Indeed, bioterrorism fears have prompted massive smallpox immunization campaigns among the military and health care workers in recent years, even though that virus has been completely eradicated in nature. Now, with restoration of the 1918 influenza virus we have another "demon in the freezer," as the frozen stores of smallpox virus at the CDC and in Russia have been described. That raises the possibility of future mass immunizations against the 1918 flu, a pathogen that is so unusual that even its fully recreated genetic sequence doesn’t explain its origins. Is it possible that the 1918 strain was some kind of viral anomaly that was very unlikely to arise again in nature? "I guess that is certainly possible," Taubenberger concedes.

Yet even if it had never recurred in nature, some other group of researchers may have eventually pieced the 1918 virus together. The Everest of the infectious disease world was not going to stay unclimbed for lack of trying.

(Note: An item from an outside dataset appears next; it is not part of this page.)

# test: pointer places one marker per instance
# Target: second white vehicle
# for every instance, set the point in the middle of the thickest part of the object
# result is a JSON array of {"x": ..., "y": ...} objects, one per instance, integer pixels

"We knew all along that the [genetic] sequence would eventually be published, so we wanted to provide a clear public health benefit to rescuing this virus and understanding it." Tumpey argues. "If it wasn’t done by Jeffery Taubenberger, there were others that were interested in it. Others had tissues and could do this work. We knew this day would come."

References

1. Taubenberger JK, Reid AH, Lourens RM, et al. Characterization of the 1918 polymerase genes. Nature 2005 Oct 6; 437(7,060):889-893.
2. Tumpey TM, Basler CF, Aguilar PV, et al. Characterization of the reconstructed 1918 Spanish influenza pandemic virus. Science 2005; 310(5,745):77-80.
3. Jeronimo C, Paul AV, Wimmer E. Chemical Synthesis of Poliovirus cDNA: Generation of Infectious Virus in the Absence of Natural Template. Science 2002; 1,018:1,016-1,018.